Lanes 1, 15: 1 kb plus
Lane 3: P1-1a XbaI/PstI digest
Lane 5: P2-3a
Lane 7: P4-4
Lane 9: P5-4a
Lane 11: P6-4
Lane 13: P8-2a
The bottom band is the insert of interest in each case. They are all the expected sizes, but the band intensities/sizes are disappointing since we used 10ul of a midiprep. Nevertheless, bands were still excised and extracted.
Yi-an performed midipreps and digests over the weekend for BB3, P3, P7, P9. I treated the BB3 digest with CIP (measured 52ul, added 6ul buffer, 1ul CIP, 1ul water) for 1 hour at 37dC.
Lanes 1,11: 1 kb plus
Lane 3: P3 XbaI/Pst digest
Lane 5: P9
Lane 7: P7
Lane 9: BB3 SpeI/PstI digest
P9 and P7 yielded very faint bands, which I excised and froze.
It is difficult to separate the insert band from the P3 digest b/c the TopoII vector has an XbaI site of its own. The distance from the BioBricks XbaI site and TopoII's XbaI is about 1 kb, which happens the be the size of the P3 insert. The BB3 linearized vector should be around 4kb, which is hard to discern in the smear. There may have been too much DNA used in the digest. Yi-an used original midiprep.
Prepared new XbaI/PstI digests of P1-P9 and SpeI/PstI digest of BB, using 1:10 dilutions of the midipreps. Also prepared an XbaI single digest of P3 using 1:10 diluted midiprep, and a SpeI single digest of BB using 1:10 diluted midiprep.
The single digests need to be gel isolated and extracted, and then redigested using PstI (Buffer3). The double digests can be excised and frozen; they don't need to be extracted immediately since these are just for backup.
Wow, back in the lab.
Ran gel of Yi-an's digests from earlier today.
Lanes 1,12: 1 kb plus
Lanes 3-4: P1-P4-P5 XbaI/PstI
Lanes 6-7: P1-P4-P9 EcoRI/SpeI
Lanes 9-10: P1-P6-P7 EcoRI/SpeI
Ran e-gel of Yi-an's P1-1a digests from earlier today.
Lane 1,6: 1 kb plus
Lane 2: P1-1a EcoRI
Lane 3: P1-1a SpeI
Lane 4: P1-1a EcoRI/SpeI
Lane 5: P1-1a untreated
Cut out bands for P1-P4-P5, P1-P4-P9, and P1-P6-P7. Performed QiaexII gel extraction. Performed ligations: P1-P4-P5 (X/P) with pCMV BB (S/P), P1-P4-P9 (E/S) with P8 (X/P), P1-P6-P7 (E/S) with P8 (X/P). Froze P1-P4-P5-pCMVBB ligation to save for transformation tomorrow. Prepared PCR reactions of P1-P4-P9-P8 and P1-P6-P7-P8 ligations using primers L27S and GKA; incubated using program A in PCR machine 6. Performed PCR purification. Used 10ul of purified PCR in 50ul XbaI/PstI digests. Incubated for 6 hours. (Accidentally aliquotted 10ul PCR reaction into digest mixtures before purification.)
Lanes 1, 9: 1 kb plus
Lanes 3-4: P1-P4-P9-P8 XbaI/PstI
Lanes 6-7: P1-P6-P7-P8 XbaI/PstI
Excised bands, gel extracted. Ligated 5ul of each extraction with 5ul pCMV BB (S/P).

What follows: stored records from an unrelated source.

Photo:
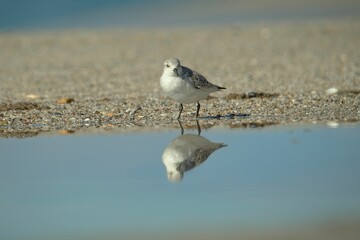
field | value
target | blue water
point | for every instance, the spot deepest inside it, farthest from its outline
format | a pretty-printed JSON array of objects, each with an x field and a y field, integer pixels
[
  {"x": 59, "y": 14},
  {"x": 78, "y": 186}
]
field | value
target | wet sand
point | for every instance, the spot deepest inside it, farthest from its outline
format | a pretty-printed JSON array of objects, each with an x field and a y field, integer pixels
[{"x": 275, "y": 73}]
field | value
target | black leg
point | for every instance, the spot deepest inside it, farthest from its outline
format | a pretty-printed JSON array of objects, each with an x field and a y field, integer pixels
[
  {"x": 199, "y": 128},
  {"x": 182, "y": 129},
  {"x": 181, "y": 107},
  {"x": 198, "y": 109}
]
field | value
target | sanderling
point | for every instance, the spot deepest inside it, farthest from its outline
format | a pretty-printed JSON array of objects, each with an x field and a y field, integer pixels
[
  {"x": 185, "y": 85},
  {"x": 185, "y": 153}
]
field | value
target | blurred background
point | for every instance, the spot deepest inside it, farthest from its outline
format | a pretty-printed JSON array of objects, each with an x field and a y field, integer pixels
[{"x": 50, "y": 14}]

Transformations into XL1 competent cells.
1. P1-P2-pCMVBB (5/1 ligation)
2. P1-P2-pCMVBB (5/2 ligation)
3. P1-P3-pCMVBB (5/2 ligation)
4. P1-P4-P5-pCMVBB (5/2 ligation)
5. P1-P4-P9-P8-pCMVBB (5/2 ligation)
6. P1-P6-P7-P8-pCMVBB (5/2 ligation)
I got no colonies except for a bunch in (+) and one colony in P1-P6-P7-P8. I prepared a streak and a liquid culture from this colony.